Contemplar un cuadro de Ticha puede ser bálsamo o inquietud. Algunos espectadores se sienten acogidos en un resplandor de ternura. Otros perciben la vibración de lo desconocido y apartan la mirada. Ella lo sabe: el arte verdadero no es complacencia, es espejo.

Ese es quizá su mayor legado: recordarnos que el arte no adorna, sino que transforma. Que no se limita a lo estético, sino que toca fibras dormidas, despierta memorias, nos confronta con lo que evitamos. Sus cuadros no buscan halago: buscan revelación.

El taller como portal

Su refugio está en Surco 39, frente a la antigua estación del tren en Querétaro. Allí, los cantos de gallos se mezclan con el eco de los trenes que pasan como fantasmas metálicos. El espacio se abre como un útero creativo donde el tiempo se suspende.

Ticha pinta hasta la madrugada, obedeciendo a un reloj interno que desde niña la despierta a las tres de la mañana, cuando el mundo duerme y los portales se abren.

“Puedo pasar horas sin comer, solo pintando”, confiesa. Y cuando finalmente observa lo que salió de sus manos, ella misma se sorprende: “A veces me pregunto: ¿de dónde vino esto?”.

Esa pregunta resume el corazón de su proceso: no se trata de control, sino de entrega. No es voluntad: es rendirse al misterio.

El legado de lo invisible

Cuando se le pregunta qué quisiera que sobreviva de su arte, Ticha responde con humildad: que dentro de cien años alguien contemple sus cuadros y se sienta acompañado, amado, acogido. Que sus obras sean refugio para almas que aún no han nacido.

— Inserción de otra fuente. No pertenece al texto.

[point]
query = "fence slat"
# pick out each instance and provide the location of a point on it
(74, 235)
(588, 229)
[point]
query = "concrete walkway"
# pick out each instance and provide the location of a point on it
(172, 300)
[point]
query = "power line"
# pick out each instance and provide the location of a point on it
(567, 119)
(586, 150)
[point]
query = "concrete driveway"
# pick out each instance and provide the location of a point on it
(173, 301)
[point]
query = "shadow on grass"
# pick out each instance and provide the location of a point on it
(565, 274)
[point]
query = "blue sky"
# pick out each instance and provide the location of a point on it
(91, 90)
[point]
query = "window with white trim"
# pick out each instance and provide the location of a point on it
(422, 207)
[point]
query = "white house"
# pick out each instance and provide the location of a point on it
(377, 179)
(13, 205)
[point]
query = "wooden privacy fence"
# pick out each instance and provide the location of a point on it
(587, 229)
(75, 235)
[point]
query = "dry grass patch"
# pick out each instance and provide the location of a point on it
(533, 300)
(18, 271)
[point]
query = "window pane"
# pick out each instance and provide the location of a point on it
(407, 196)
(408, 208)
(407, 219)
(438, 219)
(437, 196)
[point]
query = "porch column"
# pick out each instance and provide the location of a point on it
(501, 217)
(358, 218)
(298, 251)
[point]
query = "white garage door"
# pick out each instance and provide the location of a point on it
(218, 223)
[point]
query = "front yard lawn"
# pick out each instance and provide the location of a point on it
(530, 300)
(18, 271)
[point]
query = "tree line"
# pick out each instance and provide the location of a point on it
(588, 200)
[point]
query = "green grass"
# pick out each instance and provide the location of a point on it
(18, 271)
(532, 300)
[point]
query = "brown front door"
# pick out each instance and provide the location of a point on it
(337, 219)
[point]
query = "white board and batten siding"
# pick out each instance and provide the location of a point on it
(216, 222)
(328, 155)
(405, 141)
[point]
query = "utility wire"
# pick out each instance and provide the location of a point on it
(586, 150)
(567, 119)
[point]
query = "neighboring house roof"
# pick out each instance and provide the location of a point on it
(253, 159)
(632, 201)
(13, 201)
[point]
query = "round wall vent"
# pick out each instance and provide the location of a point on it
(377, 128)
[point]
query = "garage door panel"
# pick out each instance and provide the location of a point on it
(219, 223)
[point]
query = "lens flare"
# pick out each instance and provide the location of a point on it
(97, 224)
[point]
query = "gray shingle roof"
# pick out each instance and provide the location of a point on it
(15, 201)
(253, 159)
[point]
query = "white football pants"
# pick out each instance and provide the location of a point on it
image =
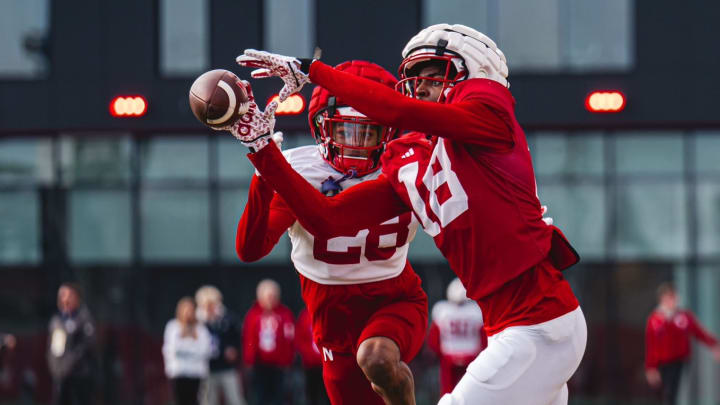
(528, 365)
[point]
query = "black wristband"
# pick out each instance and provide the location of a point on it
(305, 65)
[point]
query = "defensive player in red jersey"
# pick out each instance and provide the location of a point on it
(467, 176)
(456, 334)
(369, 312)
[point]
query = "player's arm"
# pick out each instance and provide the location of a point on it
(265, 219)
(651, 361)
(434, 339)
(477, 119)
(344, 214)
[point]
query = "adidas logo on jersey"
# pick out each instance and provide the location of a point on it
(408, 154)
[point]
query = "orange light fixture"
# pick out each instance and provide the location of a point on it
(128, 106)
(293, 105)
(610, 101)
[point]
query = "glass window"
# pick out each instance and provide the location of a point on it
(652, 220)
(173, 158)
(708, 282)
(233, 162)
(184, 37)
(708, 211)
(232, 204)
(707, 151)
(473, 13)
(529, 34)
(548, 35)
(649, 152)
(577, 154)
(25, 160)
(20, 230)
(175, 225)
(296, 34)
(579, 210)
(23, 29)
(100, 229)
(599, 35)
(95, 159)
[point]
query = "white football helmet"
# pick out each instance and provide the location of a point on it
(467, 53)
(456, 292)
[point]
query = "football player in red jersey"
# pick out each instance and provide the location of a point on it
(467, 176)
(369, 312)
(456, 334)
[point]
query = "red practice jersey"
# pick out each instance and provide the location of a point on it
(268, 336)
(667, 338)
(347, 278)
(309, 352)
(467, 175)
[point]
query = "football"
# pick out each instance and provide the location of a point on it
(217, 99)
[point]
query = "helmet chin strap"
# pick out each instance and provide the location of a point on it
(331, 187)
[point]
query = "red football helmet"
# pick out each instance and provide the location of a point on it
(460, 52)
(348, 140)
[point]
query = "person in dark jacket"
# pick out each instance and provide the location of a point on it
(225, 334)
(71, 348)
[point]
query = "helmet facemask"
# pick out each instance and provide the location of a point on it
(351, 141)
(428, 76)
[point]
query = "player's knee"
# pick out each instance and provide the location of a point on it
(379, 358)
(447, 399)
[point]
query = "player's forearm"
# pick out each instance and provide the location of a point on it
(470, 121)
(254, 238)
(344, 214)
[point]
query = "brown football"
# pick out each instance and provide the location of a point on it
(217, 100)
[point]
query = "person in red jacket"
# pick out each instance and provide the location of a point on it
(667, 343)
(466, 174)
(311, 360)
(268, 349)
(366, 302)
(456, 334)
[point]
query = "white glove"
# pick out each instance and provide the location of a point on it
(255, 127)
(547, 220)
(286, 68)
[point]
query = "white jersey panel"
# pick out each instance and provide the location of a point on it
(459, 327)
(371, 255)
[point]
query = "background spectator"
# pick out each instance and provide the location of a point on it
(71, 348)
(667, 343)
(311, 358)
(268, 335)
(224, 332)
(456, 334)
(186, 350)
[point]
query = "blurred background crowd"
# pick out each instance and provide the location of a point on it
(139, 211)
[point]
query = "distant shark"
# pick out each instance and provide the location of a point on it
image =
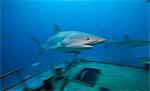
(68, 41)
(127, 41)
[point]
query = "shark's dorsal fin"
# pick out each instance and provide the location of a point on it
(126, 37)
(56, 29)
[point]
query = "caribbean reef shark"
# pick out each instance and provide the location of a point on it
(68, 41)
(127, 41)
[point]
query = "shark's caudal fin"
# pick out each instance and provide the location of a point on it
(39, 44)
(56, 29)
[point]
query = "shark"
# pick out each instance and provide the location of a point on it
(68, 41)
(128, 41)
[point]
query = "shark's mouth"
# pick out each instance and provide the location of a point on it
(89, 45)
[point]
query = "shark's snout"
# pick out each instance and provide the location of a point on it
(100, 40)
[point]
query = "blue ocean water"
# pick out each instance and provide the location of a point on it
(110, 19)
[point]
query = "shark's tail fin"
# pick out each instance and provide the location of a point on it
(39, 44)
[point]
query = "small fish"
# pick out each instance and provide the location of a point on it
(35, 64)
(68, 41)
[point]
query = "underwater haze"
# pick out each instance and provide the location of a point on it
(109, 19)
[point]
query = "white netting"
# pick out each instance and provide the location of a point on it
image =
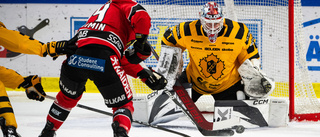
(267, 20)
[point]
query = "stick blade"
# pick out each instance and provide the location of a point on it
(223, 132)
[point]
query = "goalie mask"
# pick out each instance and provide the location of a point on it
(211, 19)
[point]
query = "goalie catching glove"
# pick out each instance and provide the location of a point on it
(56, 48)
(152, 79)
(141, 50)
(256, 83)
(34, 89)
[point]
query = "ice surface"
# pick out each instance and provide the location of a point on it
(31, 117)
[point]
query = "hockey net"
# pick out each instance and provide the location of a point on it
(268, 21)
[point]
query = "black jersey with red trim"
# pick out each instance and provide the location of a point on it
(114, 25)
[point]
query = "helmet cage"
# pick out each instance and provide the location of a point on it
(211, 18)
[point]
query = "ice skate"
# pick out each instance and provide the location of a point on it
(118, 131)
(8, 131)
(48, 130)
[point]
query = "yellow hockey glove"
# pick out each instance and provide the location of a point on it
(34, 89)
(56, 48)
(2, 25)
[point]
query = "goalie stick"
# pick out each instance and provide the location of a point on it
(193, 113)
(135, 121)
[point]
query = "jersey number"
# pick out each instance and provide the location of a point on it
(101, 13)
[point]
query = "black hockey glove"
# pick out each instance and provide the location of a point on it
(152, 79)
(56, 48)
(141, 50)
(34, 89)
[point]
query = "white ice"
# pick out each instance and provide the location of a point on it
(31, 117)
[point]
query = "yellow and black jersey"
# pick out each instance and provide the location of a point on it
(213, 66)
(17, 42)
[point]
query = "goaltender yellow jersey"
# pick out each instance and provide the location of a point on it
(213, 66)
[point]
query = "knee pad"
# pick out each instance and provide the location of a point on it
(123, 115)
(71, 88)
(65, 101)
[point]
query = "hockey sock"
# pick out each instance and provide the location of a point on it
(60, 109)
(123, 115)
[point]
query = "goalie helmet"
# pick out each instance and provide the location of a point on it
(211, 19)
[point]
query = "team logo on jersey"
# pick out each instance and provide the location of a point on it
(212, 66)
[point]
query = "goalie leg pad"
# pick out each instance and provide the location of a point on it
(256, 83)
(169, 64)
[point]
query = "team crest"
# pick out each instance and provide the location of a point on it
(212, 66)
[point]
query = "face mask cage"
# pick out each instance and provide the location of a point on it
(211, 26)
(211, 18)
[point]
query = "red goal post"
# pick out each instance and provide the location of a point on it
(277, 28)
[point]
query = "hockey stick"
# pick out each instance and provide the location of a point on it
(135, 121)
(30, 32)
(191, 110)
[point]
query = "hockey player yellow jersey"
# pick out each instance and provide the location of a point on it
(213, 66)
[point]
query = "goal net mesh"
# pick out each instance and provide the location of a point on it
(267, 20)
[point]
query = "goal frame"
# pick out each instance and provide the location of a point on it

No pinta para dejar monumentos ni fama. Pinta para comprenderse, para sanar, para compartir.

“Es mi camino de vida”, dice. Y en esa verdad radica su grandeza.

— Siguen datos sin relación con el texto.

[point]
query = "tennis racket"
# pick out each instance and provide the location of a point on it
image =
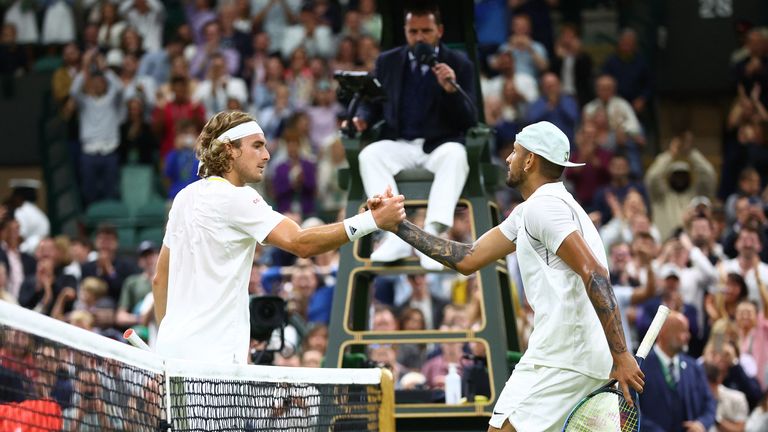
(605, 409)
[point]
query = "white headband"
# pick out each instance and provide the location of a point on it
(240, 131)
(237, 132)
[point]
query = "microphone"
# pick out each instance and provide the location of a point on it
(425, 54)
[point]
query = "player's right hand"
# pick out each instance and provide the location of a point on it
(390, 213)
(627, 372)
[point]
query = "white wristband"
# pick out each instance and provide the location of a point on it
(360, 225)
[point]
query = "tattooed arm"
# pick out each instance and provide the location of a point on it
(575, 252)
(462, 257)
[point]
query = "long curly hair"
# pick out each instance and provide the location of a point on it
(212, 153)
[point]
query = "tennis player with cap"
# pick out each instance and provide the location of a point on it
(577, 341)
(201, 285)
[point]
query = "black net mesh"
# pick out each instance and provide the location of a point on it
(48, 386)
(229, 405)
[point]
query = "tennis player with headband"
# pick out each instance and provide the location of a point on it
(201, 285)
(577, 340)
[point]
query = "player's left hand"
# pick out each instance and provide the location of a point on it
(694, 426)
(444, 74)
(377, 200)
(627, 372)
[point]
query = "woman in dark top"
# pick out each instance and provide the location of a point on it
(137, 142)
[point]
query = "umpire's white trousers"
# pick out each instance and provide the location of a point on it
(382, 160)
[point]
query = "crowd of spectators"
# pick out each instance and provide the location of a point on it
(136, 80)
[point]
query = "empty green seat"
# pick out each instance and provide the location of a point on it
(137, 185)
(153, 213)
(107, 211)
(154, 234)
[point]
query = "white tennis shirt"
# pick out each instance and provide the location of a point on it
(212, 232)
(567, 333)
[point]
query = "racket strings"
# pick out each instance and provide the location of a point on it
(604, 412)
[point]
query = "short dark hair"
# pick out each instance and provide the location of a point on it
(423, 9)
(107, 229)
(550, 169)
(178, 80)
(739, 280)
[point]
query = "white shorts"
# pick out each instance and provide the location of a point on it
(539, 398)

Su filosofía podría resumirse así: descubrirnos con fascinación. Su obra nos invita precisamente a eso: caminar entre la sombra y la luz sin miedo, abrir el tarot interior que cada uno lleva dentro, y recordar que la vida entera es un conjuro donde cada gesto, cada pincelada, abre mundos nuevos.

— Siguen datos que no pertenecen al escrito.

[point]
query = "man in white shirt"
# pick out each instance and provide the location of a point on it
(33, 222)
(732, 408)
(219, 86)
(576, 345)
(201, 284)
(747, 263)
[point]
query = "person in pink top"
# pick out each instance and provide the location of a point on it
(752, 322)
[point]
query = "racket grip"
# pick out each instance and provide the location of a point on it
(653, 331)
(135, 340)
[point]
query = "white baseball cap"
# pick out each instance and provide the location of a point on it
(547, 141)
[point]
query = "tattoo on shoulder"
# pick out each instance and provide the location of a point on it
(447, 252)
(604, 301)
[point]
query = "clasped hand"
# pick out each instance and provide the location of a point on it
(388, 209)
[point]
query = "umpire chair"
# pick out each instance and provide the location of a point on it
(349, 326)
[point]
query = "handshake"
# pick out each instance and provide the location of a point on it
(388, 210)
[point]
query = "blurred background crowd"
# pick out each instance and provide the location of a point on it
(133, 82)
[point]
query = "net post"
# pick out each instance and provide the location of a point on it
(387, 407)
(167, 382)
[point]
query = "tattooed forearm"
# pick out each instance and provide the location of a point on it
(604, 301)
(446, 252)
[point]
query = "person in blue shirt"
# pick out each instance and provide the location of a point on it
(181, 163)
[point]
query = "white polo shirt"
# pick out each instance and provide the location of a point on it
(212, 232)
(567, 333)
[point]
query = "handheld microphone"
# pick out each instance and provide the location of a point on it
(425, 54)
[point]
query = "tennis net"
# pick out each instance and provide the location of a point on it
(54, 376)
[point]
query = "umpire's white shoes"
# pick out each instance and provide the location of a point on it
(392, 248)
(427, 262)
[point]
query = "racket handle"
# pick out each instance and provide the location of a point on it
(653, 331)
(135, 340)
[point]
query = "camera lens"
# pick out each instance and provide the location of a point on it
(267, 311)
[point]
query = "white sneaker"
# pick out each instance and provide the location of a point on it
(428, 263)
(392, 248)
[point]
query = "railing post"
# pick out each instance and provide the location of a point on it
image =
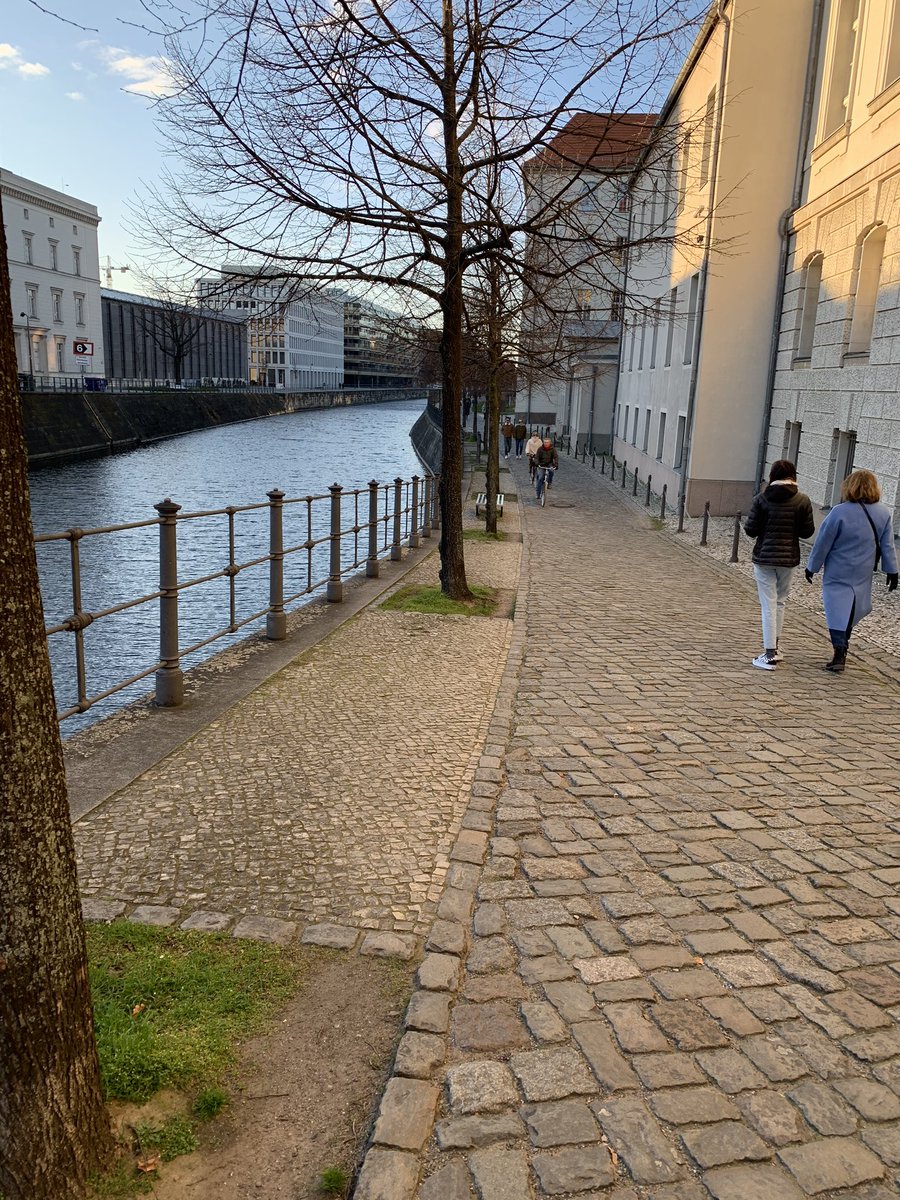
(334, 589)
(426, 508)
(276, 623)
(169, 678)
(736, 540)
(372, 557)
(396, 552)
(414, 515)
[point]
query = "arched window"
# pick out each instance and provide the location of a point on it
(811, 286)
(867, 297)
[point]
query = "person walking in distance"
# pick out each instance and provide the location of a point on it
(852, 540)
(520, 431)
(779, 516)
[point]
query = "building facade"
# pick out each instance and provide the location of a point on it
(54, 275)
(835, 400)
(295, 342)
(166, 340)
(703, 288)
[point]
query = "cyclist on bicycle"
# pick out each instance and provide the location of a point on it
(546, 460)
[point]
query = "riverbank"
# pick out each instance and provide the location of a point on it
(64, 427)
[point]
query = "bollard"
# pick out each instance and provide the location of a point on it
(276, 623)
(414, 515)
(334, 589)
(426, 508)
(372, 557)
(736, 540)
(169, 678)
(396, 552)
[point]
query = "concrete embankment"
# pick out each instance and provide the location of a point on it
(64, 426)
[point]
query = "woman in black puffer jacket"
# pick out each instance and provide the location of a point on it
(779, 517)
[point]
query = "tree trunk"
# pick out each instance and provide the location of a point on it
(54, 1129)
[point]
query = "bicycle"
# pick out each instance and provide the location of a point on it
(545, 481)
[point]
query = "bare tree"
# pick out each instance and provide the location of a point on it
(346, 141)
(54, 1129)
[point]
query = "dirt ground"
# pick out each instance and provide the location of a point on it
(304, 1093)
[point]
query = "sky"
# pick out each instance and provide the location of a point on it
(78, 107)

Ticha González no es solo pintora. Es maga, alquimista, soñadora. En cada lienzo nos recuerda que estamos hechos de símbolos, de memorias sagradas, de sueños compartidos. Que el arte verdadero no embellece la superficie: transforma la raíz.

Su vida y su obra son la prueba de que aun en la fragilidad puede florecer la belleza. Que la herida puede convertirse en semilla. Y que hay artistas —raros, indispensables— que convierten su existencia en un portal hacia lo eterno.